Dari jajaran gunung api di Jawa, bahkan Indonesia, Gunung Slamet (3.428 m dpl) di Jawa Tengah memiliki nama yang bisa dibilang unik. Gunung ini memiliki nama yang tegas baik dalam bahasa maupun maknanya. Slamet! Yang berarti selamat. Sebuah kata yang sebenarnya “modern” untuk ukuran nama gunung.
Mari kita lihat nama gunung lain. Merapi misalnya. Dari bahasa apa kata itu? Asal katanya apa? Maknanya juga tersamar. Demikian juga nama lain. Merbabu, Sumbing, Sindoro, Lawu, Sinabung, Krakatau, Tambora, dan sebagainya. Nama-nama yang memang ada maknanya tetapi harus melalui penelaahan bahasa yang sedikit rumit. Sangat berbeda dengan Slamet. Sangat jelas artinya.
Nama Slamet memang cenderung baru. Seperti yang dikutip dari jejaktapak.com , kata ini aslinya merupakan serapan dari Arab yakni ”Islam”. Artinya nama itu ada setelah Islam masuk ke Pulau Jawa. Dan masa itu memang belum lama karena baru pada sekitar abad ke-13. Syekh Maulana Malik Magribi merupakan tokoh dari Campa yang menjadi tokoh pertama membawa Islam ke Jawa. Berawal dari Gresik kemudian dia mengembara ke sejumlah daerah di Jawa.
Kembali dahulu ke nama Gunung Slamet. Karena namanya cenderung baru, maka Slamet hampir bisa dipastikan bukan nama asli gunung tersebut. Lalu apa nama aslinya?
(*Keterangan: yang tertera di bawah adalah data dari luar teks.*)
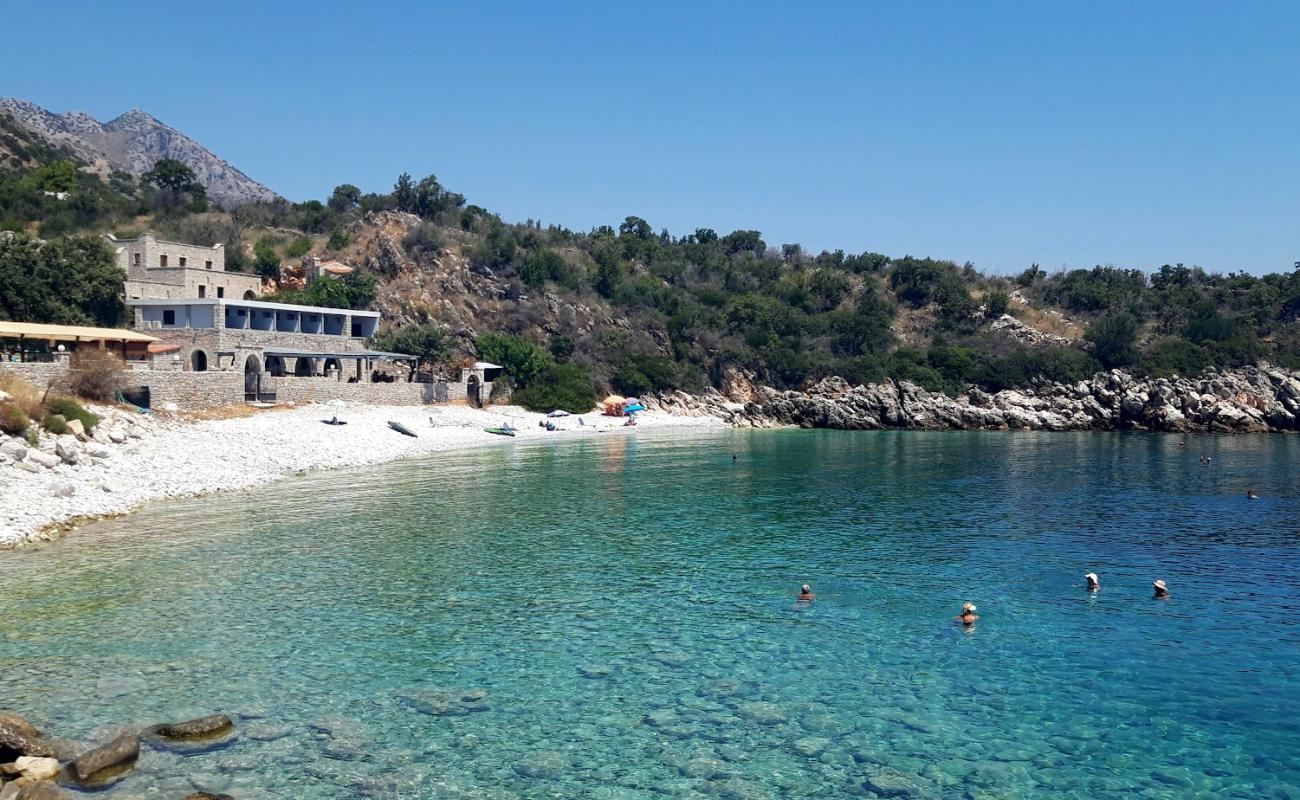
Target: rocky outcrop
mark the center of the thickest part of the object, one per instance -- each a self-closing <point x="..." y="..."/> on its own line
<point x="17" y="740"/>
<point x="1018" y="332"/>
<point x="104" y="765"/>
<point x="204" y="727"/>
<point x="1243" y="401"/>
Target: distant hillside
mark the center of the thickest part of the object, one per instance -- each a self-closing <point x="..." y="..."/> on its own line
<point x="133" y="143"/>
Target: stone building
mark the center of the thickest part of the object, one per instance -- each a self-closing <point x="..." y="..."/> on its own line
<point x="160" y="269"/>
<point x="272" y="340"/>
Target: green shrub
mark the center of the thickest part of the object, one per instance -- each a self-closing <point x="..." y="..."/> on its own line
<point x="1114" y="338"/>
<point x="996" y="303"/>
<point x="96" y="375"/>
<point x="566" y="386"/>
<point x="640" y="373"/>
<point x="521" y="358"/>
<point x="338" y="240"/>
<point x="70" y="409"/>
<point x="299" y="247"/>
<point x="13" y="420"/>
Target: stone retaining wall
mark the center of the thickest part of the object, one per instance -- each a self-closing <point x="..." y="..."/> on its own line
<point x="193" y="389"/>
<point x="215" y="389"/>
<point x="39" y="373"/>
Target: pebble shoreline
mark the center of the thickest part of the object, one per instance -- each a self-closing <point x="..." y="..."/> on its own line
<point x="131" y="459"/>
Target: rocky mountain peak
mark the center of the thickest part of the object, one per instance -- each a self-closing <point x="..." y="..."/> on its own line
<point x="133" y="143"/>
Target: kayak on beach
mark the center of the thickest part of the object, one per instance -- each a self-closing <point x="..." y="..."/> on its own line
<point x="402" y="428"/>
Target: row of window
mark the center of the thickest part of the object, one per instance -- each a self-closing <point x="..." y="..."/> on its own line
<point x="169" y="318"/>
<point x="181" y="262"/>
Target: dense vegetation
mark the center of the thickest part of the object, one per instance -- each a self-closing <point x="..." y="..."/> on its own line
<point x="677" y="310"/>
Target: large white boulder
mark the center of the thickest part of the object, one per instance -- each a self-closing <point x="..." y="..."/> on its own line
<point x="42" y="458"/>
<point x="13" y="449"/>
<point x="38" y="769"/>
<point x="68" y="449"/>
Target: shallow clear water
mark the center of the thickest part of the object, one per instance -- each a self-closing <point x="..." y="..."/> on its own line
<point x="627" y="605"/>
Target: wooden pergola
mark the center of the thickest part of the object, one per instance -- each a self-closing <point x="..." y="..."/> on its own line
<point x="37" y="332"/>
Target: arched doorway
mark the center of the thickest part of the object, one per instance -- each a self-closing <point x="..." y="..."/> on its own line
<point x="473" y="392"/>
<point x="252" y="377"/>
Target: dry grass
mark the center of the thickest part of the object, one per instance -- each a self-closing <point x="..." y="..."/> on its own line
<point x="238" y="411"/>
<point x="26" y="397"/>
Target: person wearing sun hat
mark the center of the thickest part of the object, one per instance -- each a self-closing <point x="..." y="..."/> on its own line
<point x="967" y="615"/>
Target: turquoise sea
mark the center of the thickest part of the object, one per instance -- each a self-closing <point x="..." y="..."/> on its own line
<point x="615" y="618"/>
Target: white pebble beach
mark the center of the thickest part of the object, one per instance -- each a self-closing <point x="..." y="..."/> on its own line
<point x="172" y="457"/>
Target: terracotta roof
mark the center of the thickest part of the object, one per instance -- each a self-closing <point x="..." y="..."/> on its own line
<point x="70" y="333"/>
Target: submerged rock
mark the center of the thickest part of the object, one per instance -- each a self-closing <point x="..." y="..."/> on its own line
<point x="454" y="703"/>
<point x="39" y="791"/>
<point x="542" y="765"/>
<point x="38" y="769"/>
<point x="204" y="727"/>
<point x="16" y="740"/>
<point x="20" y="723"/>
<point x="107" y="764"/>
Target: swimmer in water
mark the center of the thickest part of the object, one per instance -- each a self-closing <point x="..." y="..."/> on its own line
<point x="967" y="615"/>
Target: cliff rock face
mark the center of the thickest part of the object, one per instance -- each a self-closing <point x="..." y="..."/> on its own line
<point x="441" y="285"/>
<point x="1243" y="401"/>
<point x="133" y="143"/>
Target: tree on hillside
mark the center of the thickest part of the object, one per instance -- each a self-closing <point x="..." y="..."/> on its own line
<point x="173" y="176"/>
<point x="65" y="281"/>
<point x="521" y="358"/>
<point x="345" y="198"/>
<point x="1114" y="338"/>
<point x="177" y="185"/>
<point x="424" y="341"/>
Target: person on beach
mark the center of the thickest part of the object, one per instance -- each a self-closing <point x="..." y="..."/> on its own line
<point x="967" y="615"/>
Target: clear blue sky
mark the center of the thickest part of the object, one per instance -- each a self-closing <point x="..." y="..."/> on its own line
<point x="1000" y="133"/>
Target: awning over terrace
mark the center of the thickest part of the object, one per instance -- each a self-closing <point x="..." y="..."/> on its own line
<point x="355" y="354"/>
<point x="70" y="333"/>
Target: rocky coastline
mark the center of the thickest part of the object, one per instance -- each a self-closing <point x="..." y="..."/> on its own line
<point x="1252" y="400"/>
<point x="34" y="766"/>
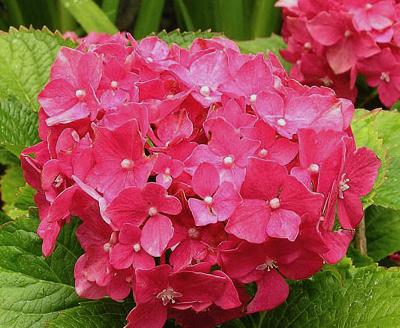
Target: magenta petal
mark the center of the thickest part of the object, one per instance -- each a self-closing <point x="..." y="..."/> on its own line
<point x="249" y="221"/>
<point x="283" y="224"/>
<point x="202" y="213"/>
<point x="272" y="290"/>
<point x="156" y="234"/>
<point x="149" y="315"/>
<point x="121" y="256"/>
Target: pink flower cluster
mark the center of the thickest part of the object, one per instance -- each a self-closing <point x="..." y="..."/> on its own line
<point x="195" y="173"/>
<point x="331" y="42"/>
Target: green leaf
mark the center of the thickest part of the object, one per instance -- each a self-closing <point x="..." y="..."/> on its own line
<point x="10" y="182"/>
<point x="378" y="131"/>
<point x="25" y="59"/>
<point x="368" y="297"/>
<point x="273" y="44"/>
<point x="39" y="292"/>
<point x="19" y="126"/>
<point x="90" y="16"/>
<point x="185" y="39"/>
<point x="148" y="18"/>
<point x="382" y="231"/>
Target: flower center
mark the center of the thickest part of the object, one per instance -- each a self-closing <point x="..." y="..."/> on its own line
<point x="281" y="122"/>
<point x="275" y="203"/>
<point x="193" y="232"/>
<point x="385" y="76"/>
<point x="152" y="211"/>
<point x="127" y="164"/>
<point x="263" y="152"/>
<point x="228" y="160"/>
<point x="168" y="295"/>
<point x="58" y="181"/>
<point x="136" y="247"/>
<point x="343" y="186"/>
<point x="267" y="266"/>
<point x="313" y="168"/>
<point x="80" y="94"/>
<point x="208" y="200"/>
<point x="107" y="247"/>
<point x="326" y="81"/>
<point x="205" y="90"/>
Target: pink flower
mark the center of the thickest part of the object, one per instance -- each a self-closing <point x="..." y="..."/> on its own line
<point x="355" y="180"/>
<point x="158" y="289"/>
<point x="119" y="159"/>
<point x="218" y="200"/>
<point x="146" y="206"/>
<point x="275" y="211"/>
<point x="345" y="44"/>
<point x="383" y="72"/>
<point x="70" y="95"/>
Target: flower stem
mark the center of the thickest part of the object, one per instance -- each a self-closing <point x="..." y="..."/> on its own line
<point x="360" y="241"/>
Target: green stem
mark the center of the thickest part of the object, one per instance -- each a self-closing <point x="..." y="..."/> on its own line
<point x="181" y="7"/>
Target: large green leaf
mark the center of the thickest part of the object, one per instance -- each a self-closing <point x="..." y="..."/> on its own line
<point x="19" y="126"/>
<point x="378" y="131"/>
<point x="39" y="292"/>
<point x="185" y="39"/>
<point x="383" y="231"/>
<point x="365" y="297"/>
<point x="90" y="16"/>
<point x="273" y="44"/>
<point x="25" y="59"/>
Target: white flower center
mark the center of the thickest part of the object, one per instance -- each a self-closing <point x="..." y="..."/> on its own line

Ada dua versi yang masuk akal.
Seorang sejarawan Belanda, J. Noorduyn berteori nama asli gunung tersebut adalah Gunung Agung. Hal itu berdasarkan pada sebuah naskah bahasa Sunda tentang petualangan Bujangga Manik. Siapa Bujangga Manik? Dia adalah seorang pengembara yang berkeliling Pulau Jawa. Perjalanannya itu dikisahkan dalam sebuah puisi ditulis pada daun nipah. Naskah Bujangga Manik seluruhnya terdiri dari 29 lembar daun nipah, yang masing-masing berisi sekitar 56 baris kalimat yang terdiri dari 8 suku kata.
Bujangga Manik ini disebut juga Prabu Jaya Pakuan. Seorang resi beragama Hindu dari Kerajaan Sunda. Dari naskahnya dapat diketahui dia sempat sampai dan tinggal di Bali. Nah di naskah ini disebut banyak daerah termasuk gunung. Salah satunya nama Gunung Agung. Menurut penelaahan Noordyun pemaparan lokasi gunung itu sama dengan Gunung Slamet sekarang ini. Jadi diduga nama awal Slamet adalah Gunung Agung.
Tetapi ada juga riwayat yang menyebut nama asli gunung itu adalah Gora. Sedang perubahan nama menjadi Slamet sama dengan yang diteorikan oleh Noodyun bahwa ada pengaruh Islam. Tetapi siapa? Karena sejak dahulu tidak sembarang orang bisa memberi nama sebuah wilayah. Setidaknya sekelas raja atau wali. Dan nama Syeh Maulana Malik Magribi disebut sebagai tokoh yang mencetuskan nama tersebut.
Dikisahkan, dalam pengembaraannya tokoh ini diserang penyakit kulit yang susah disembuhkan. Kemudian dia pergi ke Gunung Gora. Di sebuah lerengnya ini dia menemukan sumber air panas dengan tujuh pancuran. Diputuskan untuk sementara tinggal di daerah tersebut dan setiap hari dia mandi dengan air panas dari sumber di Gunung Gora hingga akhirnya sembuh. Sebenarnya masuk akal karena sumber air panas di gunung yang mengandung belerang memang bisa mengobati penyakit kulit.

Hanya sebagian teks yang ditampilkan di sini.